“Hate Issues are Hot Now,” Says TV Producer
The lowest rated network television series this spring season was the first one ever to examine the negative impact of the “Jewish-American-Princess” stereotype on young women. Fox’s “Class of ’96” confronted its freshmen with a spate of “JAP” jokes at fictional Havenhurst College. For “Jessica Cohen,” the anti-Semitism revealed by her classmates became a catalyst for her to explore her Jewish identity— helped by the female Hillel rabbi, and by another Jewish woman who’d originally scorned Jessica for being wealthy—and to assert herself against the perpetrators.
“Class of ’96” writers dealt with negative stereotypes of the Jewish woman as a top priority early in its first season because “‘JAP-bashing’ is a hale issue and hate issues are hot now,” according to co-producer John Romano. “College campuses are places where horrible ideas can be openly discussed, and so students can open their mouths and be shot down. Prejudice kept secret is far more dangerous.”

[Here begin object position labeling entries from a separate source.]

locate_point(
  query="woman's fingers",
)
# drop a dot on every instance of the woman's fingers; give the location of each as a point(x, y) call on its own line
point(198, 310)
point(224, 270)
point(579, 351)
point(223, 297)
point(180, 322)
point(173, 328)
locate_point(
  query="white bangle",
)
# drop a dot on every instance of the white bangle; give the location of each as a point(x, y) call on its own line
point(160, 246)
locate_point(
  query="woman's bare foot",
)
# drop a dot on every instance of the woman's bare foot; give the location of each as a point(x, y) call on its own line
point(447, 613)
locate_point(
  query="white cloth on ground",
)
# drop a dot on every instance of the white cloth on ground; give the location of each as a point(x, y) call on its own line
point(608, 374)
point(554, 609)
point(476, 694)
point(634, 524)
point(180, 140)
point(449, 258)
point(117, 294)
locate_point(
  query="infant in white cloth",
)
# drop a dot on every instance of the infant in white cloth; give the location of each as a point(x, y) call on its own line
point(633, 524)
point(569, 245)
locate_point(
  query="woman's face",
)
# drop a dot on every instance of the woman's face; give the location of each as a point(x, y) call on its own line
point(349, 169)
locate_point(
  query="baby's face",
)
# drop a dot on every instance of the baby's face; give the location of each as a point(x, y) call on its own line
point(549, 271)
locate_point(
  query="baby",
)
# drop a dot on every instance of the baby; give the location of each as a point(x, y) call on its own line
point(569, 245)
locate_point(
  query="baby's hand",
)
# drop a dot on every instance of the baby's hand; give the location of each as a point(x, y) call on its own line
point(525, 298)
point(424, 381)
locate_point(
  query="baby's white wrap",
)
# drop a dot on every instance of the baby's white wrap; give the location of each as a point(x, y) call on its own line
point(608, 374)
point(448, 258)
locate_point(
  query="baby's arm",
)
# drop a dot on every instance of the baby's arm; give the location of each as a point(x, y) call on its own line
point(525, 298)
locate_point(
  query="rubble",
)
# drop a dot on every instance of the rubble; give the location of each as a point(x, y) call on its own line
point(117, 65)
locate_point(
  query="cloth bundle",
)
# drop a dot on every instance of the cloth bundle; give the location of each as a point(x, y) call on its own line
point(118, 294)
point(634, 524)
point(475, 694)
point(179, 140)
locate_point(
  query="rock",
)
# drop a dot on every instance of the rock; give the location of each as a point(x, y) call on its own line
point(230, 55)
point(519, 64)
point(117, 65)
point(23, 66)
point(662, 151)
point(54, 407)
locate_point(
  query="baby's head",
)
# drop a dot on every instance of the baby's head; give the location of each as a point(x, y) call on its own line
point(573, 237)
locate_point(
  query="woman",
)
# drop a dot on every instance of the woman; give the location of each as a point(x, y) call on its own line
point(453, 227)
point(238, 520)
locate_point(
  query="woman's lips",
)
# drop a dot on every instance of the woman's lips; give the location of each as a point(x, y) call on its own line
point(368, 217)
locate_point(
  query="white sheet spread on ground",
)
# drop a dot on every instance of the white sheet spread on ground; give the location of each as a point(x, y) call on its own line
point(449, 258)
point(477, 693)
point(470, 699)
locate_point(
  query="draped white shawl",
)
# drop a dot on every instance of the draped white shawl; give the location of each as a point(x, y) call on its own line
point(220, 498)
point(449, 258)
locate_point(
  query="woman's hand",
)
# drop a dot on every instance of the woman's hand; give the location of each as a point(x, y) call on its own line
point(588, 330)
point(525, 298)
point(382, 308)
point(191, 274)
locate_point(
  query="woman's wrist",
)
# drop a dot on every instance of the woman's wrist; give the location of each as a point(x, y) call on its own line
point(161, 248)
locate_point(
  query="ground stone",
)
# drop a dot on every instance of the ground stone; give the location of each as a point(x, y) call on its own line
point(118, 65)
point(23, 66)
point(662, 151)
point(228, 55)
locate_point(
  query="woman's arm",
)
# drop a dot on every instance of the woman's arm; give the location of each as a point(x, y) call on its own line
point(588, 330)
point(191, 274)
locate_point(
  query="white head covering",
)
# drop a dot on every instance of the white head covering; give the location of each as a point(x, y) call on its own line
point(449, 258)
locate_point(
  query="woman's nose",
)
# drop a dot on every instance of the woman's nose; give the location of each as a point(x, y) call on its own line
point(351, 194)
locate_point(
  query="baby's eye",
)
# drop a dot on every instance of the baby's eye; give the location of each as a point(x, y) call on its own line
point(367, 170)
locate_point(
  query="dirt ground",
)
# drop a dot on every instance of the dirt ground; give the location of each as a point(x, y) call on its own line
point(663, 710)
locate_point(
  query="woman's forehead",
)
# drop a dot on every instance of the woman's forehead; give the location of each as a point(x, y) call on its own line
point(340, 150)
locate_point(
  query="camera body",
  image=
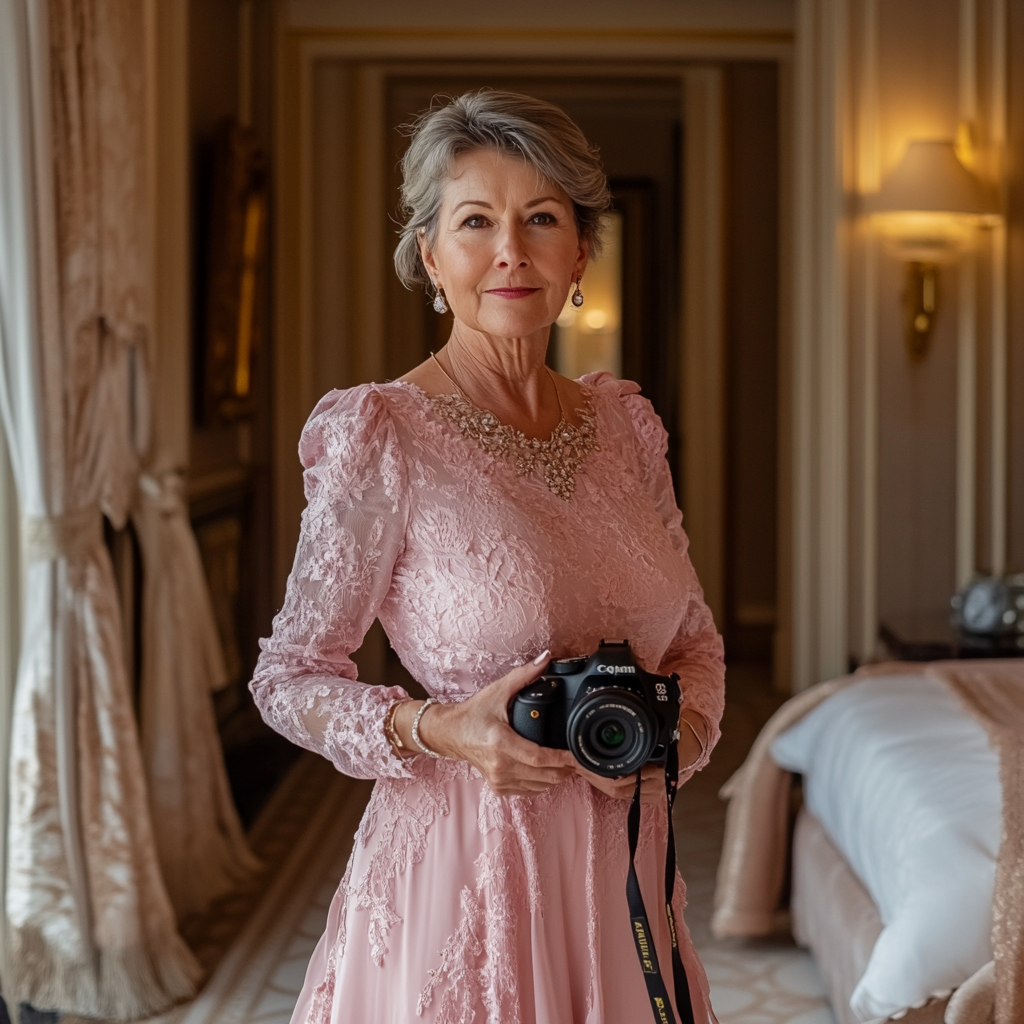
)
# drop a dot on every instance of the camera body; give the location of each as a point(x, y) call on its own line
point(614, 717)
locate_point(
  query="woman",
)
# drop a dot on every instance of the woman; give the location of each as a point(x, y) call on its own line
point(493, 515)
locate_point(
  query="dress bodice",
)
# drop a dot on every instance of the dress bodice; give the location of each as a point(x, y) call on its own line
point(472, 567)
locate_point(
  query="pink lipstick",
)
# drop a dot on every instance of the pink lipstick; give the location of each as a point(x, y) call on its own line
point(512, 293)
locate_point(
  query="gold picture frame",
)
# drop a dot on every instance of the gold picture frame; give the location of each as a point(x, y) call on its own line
point(236, 273)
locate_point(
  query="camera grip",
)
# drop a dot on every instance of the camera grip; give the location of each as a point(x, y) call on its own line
point(536, 713)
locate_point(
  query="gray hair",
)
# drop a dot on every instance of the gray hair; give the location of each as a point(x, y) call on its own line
point(530, 129)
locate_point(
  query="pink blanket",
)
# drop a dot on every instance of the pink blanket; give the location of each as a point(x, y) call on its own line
point(753, 864)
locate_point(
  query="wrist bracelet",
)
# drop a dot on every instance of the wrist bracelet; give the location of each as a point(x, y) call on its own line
point(389, 730)
point(416, 727)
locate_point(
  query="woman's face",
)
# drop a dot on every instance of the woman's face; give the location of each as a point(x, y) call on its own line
point(507, 248)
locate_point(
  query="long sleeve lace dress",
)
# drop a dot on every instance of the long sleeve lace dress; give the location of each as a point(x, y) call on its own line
point(459, 906)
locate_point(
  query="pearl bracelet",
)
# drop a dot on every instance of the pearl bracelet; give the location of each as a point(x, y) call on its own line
point(416, 727)
point(702, 743)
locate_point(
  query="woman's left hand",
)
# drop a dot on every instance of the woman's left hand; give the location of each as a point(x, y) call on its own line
point(652, 776)
point(651, 788)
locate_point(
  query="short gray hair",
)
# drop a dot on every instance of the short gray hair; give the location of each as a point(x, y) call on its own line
point(540, 133)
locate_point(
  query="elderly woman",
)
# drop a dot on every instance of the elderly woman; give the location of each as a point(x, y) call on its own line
point(493, 515)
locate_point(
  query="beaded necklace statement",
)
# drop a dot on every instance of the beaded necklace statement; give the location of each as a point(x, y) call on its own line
point(559, 457)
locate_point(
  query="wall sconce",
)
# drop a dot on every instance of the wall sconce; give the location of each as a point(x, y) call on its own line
point(926, 210)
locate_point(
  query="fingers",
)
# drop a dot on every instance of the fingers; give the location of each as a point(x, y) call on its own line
point(513, 681)
point(651, 787)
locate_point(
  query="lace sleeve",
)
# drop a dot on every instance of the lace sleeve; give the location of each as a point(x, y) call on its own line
point(696, 651)
point(352, 531)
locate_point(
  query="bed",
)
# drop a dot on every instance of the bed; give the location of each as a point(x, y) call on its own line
point(903, 845)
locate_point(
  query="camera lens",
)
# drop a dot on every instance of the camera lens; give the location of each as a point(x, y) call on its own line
point(610, 732)
point(611, 735)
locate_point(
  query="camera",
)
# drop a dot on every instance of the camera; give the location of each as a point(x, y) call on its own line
point(614, 717)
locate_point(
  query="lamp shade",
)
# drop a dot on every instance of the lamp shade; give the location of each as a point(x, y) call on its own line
point(931, 179)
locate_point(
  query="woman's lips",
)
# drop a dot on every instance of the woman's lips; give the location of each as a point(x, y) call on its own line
point(512, 293)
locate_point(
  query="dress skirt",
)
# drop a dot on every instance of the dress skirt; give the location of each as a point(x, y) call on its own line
point(485, 930)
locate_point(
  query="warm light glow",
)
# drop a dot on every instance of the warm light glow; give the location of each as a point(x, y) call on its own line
point(926, 238)
point(930, 203)
point(590, 339)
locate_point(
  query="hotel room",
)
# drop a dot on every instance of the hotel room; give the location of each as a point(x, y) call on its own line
point(811, 261)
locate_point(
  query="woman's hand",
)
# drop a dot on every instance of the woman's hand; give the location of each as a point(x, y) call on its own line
point(651, 786)
point(652, 776)
point(477, 730)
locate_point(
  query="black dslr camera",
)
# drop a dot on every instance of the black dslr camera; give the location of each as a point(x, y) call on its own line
point(614, 717)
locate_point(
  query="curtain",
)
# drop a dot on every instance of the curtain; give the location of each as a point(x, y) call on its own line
point(203, 851)
point(89, 925)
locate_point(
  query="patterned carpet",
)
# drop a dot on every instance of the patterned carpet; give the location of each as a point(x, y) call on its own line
point(258, 964)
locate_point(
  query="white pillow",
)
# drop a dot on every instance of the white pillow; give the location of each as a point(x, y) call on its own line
point(907, 787)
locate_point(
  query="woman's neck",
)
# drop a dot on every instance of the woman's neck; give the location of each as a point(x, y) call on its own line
point(501, 374)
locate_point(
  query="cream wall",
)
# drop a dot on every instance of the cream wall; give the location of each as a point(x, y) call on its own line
point(711, 15)
point(928, 458)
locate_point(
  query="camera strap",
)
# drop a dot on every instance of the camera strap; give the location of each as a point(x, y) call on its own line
point(642, 935)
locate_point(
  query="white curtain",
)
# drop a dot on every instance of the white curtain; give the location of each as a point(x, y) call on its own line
point(90, 927)
point(203, 851)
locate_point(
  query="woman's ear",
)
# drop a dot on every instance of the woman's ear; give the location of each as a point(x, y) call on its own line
point(428, 257)
point(583, 257)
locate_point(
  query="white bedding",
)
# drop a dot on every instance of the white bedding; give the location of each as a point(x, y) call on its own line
point(906, 786)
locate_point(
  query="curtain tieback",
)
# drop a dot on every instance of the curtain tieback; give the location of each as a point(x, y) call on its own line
point(70, 536)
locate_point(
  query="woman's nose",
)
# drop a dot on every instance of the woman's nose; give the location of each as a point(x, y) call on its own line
point(511, 251)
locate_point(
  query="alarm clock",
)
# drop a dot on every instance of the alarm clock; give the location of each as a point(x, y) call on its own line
point(990, 606)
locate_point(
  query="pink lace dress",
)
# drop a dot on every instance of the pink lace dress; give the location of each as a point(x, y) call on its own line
point(459, 906)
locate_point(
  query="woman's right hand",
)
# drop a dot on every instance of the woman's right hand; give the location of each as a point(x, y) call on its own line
point(477, 730)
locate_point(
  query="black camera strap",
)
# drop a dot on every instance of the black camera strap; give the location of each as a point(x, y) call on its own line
point(642, 935)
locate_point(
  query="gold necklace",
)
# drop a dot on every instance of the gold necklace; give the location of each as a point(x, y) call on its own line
point(560, 457)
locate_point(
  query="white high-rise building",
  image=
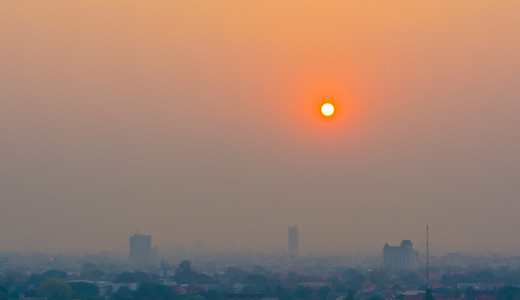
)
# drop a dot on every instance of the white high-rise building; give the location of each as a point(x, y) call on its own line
point(293, 241)
point(400, 258)
point(141, 248)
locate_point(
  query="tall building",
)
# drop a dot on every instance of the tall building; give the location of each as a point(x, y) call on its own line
point(400, 258)
point(293, 241)
point(140, 248)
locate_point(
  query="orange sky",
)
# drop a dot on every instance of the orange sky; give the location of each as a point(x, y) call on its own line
point(200, 122)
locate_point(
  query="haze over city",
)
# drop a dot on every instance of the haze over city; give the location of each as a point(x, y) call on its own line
point(201, 123)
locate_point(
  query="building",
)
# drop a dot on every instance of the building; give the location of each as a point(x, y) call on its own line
point(400, 258)
point(141, 248)
point(293, 241)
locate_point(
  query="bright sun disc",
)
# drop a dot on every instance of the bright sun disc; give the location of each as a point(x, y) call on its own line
point(327, 109)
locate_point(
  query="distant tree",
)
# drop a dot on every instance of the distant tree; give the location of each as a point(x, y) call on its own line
point(282, 293)
point(303, 292)
point(259, 281)
point(55, 274)
point(235, 274)
point(485, 276)
point(428, 294)
point(350, 295)
point(92, 274)
point(54, 289)
point(213, 295)
point(127, 277)
point(323, 292)
point(83, 290)
point(508, 293)
point(124, 293)
point(154, 291)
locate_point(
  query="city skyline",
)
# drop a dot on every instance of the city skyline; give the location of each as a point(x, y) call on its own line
point(202, 124)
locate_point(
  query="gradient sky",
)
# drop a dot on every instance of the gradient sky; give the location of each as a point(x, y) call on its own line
point(199, 122)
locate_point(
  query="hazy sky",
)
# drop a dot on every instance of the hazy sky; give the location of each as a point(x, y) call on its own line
point(199, 122)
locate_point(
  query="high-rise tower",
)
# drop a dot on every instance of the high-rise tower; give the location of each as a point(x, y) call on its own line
point(293, 241)
point(140, 248)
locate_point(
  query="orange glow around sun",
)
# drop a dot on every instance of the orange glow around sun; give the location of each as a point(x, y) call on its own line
point(327, 109)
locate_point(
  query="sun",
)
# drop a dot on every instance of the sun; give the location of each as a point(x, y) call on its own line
point(327, 109)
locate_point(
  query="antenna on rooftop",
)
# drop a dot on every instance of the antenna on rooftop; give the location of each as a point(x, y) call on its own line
point(427, 258)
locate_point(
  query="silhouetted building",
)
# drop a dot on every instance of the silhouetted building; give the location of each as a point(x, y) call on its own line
point(293, 241)
point(140, 248)
point(400, 258)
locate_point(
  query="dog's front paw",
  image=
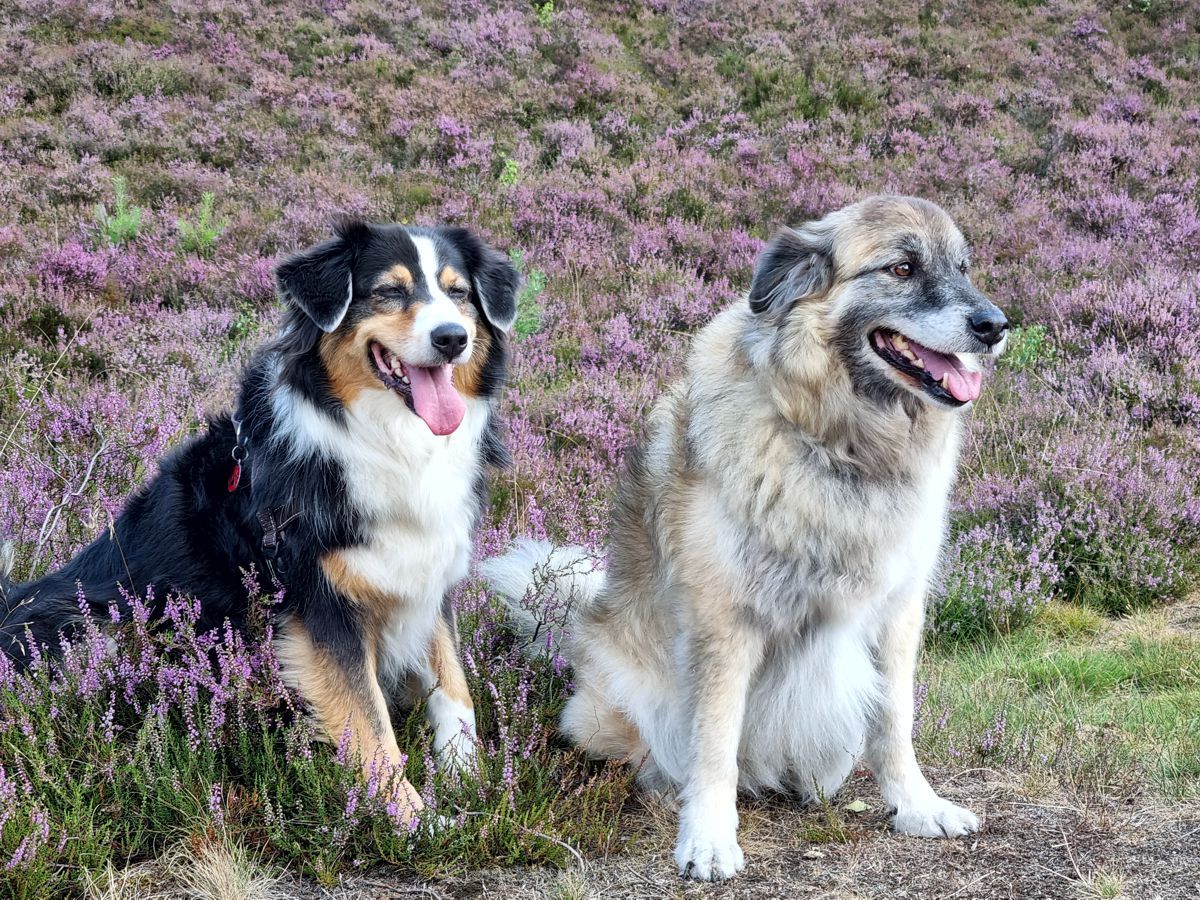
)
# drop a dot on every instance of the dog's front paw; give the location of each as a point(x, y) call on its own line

After the March airing of this episode, called “The Best Little Frat House at Havenhurst,” TV Guide persisted in calling Jessica a “Jewish American Princess” even while putting the program on its “Save Our Shows” endangered quality programs list. Computer bulletin boards around the country lit up with males decrying “politically correct cant” and protesting not the JAP slur but the program’s negative stereotyping of exclusionary fraternities (which on the show had been the hotbed of anti-Semitism and misogyny).
LILITH plans to use clips from the segment of “Class of ’96” in ongoing workshops at campuses and at summer camps—as one example of how to combat the pernicious “JAP” stereotype. Too bad the reward for Jessica’s spunk is a date with a non-Jewish man.